With more than two-thirds of the world’s population forecast to live in cities by 2050, urban agriculture is critical, a study published last year stated.
Urban agriculture currently produces as much as 180 million metric tonnes of food a year – up to 10 percent of the global output of pulses and vegetables, the study noted.
Additional benefits, such as reduction of the urban heat-island effect, avoided stormwater runoff, nitrogen fixation and energy savings could be worth $160 billion annually, it said.
Countries including China, India, Brazil and Indonesia could benefit significantly from urban agriculture, it said.
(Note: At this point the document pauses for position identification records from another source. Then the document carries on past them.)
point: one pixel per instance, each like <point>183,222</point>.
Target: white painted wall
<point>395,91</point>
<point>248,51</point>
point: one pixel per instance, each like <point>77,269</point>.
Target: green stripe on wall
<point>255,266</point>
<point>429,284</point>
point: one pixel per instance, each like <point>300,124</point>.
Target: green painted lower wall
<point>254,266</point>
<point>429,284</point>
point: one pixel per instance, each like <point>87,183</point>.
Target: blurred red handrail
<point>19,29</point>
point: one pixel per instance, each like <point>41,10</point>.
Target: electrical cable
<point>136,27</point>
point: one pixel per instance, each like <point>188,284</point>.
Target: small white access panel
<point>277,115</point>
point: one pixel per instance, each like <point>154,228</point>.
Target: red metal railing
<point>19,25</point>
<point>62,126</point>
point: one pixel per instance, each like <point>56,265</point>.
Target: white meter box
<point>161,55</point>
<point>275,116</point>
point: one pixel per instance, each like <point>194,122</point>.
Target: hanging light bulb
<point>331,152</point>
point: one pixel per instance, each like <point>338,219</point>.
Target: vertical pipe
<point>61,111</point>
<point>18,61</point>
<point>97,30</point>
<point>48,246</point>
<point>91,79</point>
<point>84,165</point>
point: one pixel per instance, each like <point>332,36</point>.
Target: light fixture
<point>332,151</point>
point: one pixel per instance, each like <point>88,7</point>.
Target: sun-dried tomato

“Urban agriculture should not be expected to eliminate food insecurity, but that should not be the only metric,” said study co-author Matei Georgescu, a professor of urban planning at Arizona State University.
“It can build social cohesion among residents, improve economic prospects for growers, and have nutritional benefits. In addition, greening cities can help to transition away from traditional concrete jungles,” he said.
Singapore was once an agrarian economy that produced nearly all its own food: there were pig farms and durian orchards, and vegetable gardens and chickens in the kampongs, or villages.
But in its push for rapid economic growth after independence in 1965, industrialisation took precedence, and most farms were phased out, said Kenny Eng, president of the Kranji Countryside Association, which represents local farmers.
The global food crisis of 2007-08, when prices spiked, causing widespread economic instability and social unrest, may have led the government to rethink its food security strategy to guard against such shocks, Eng said.
“In an age of climate uncertainty and rapid urbanisation, there are merits to protecting indigenous agriculture and farmers’ livelihoods,” he said.
Local production is a core component of the food security roadmap, according to the Agri-Food and Veterinary Authority (AVA) of Singapore, a state agency that helps farmers upgrade with technical know-how, research and overseas study tours.
Given its land constraints, AVA has also been looking to unlock more spaces, including underutilised or alternative spaces, and harness technological innovations to “grow more with less”, a spokeswoman said by email.
A general view of shopping malls in the shopping district of Orchard Road in Singapore June 2, 2016. REUTERS/Edgar Su
A visit to the Kranji countryside, just a 45-minute drive from the city’s bustling downtown, and where dozens of farms are located, offers a view of the old and the new.
Livestock farms and organic vegetable plots sit alongside vertical farms and climate-controlled greenhouses.
Yet many long-time farmers are fearful of the future, as the government pushes for upgrades and plans to relocate more than 60 farms by 2021 to return land to the military.
Many farms might be forced to shut down, said Chelsea Wan, a second-generation farmer who runs Jurong Frog Farm.
“It’s getting tougher because leases are shorter, it’s harder to hire workers, and it’s expensive to invest in new technologies,” she told the Thomson Reuters Foundation.
“We support the government’s effort to increase productivity through technology, but we feel sidelined,” she said.
Wan is a member of the Kranji Countryside Association, which has tried to spur local interest in farming by welcoming farmers’ markets, study tours, homestays and weddings.
Small peri-urban farms at the edge of the city – like those in Kranji – are not just necessary for food security, Eng said.
“The countryside is an inalienable part of our heritage and nation-building, and the farms have an intrinsic value for education, conservation, the community and tourism,” he said.
At the rooftop farm on Orchard Road, Lim looks on as brisk, elderly Singaporeans – whom he has hired to get around the worker shortage – harvest, sort and pack the day’s output.
“It’s not a competition between urban farms and landed farms; it’s a question of relevance,” he said.
“You have to ask: what works best in a city like Singapore?”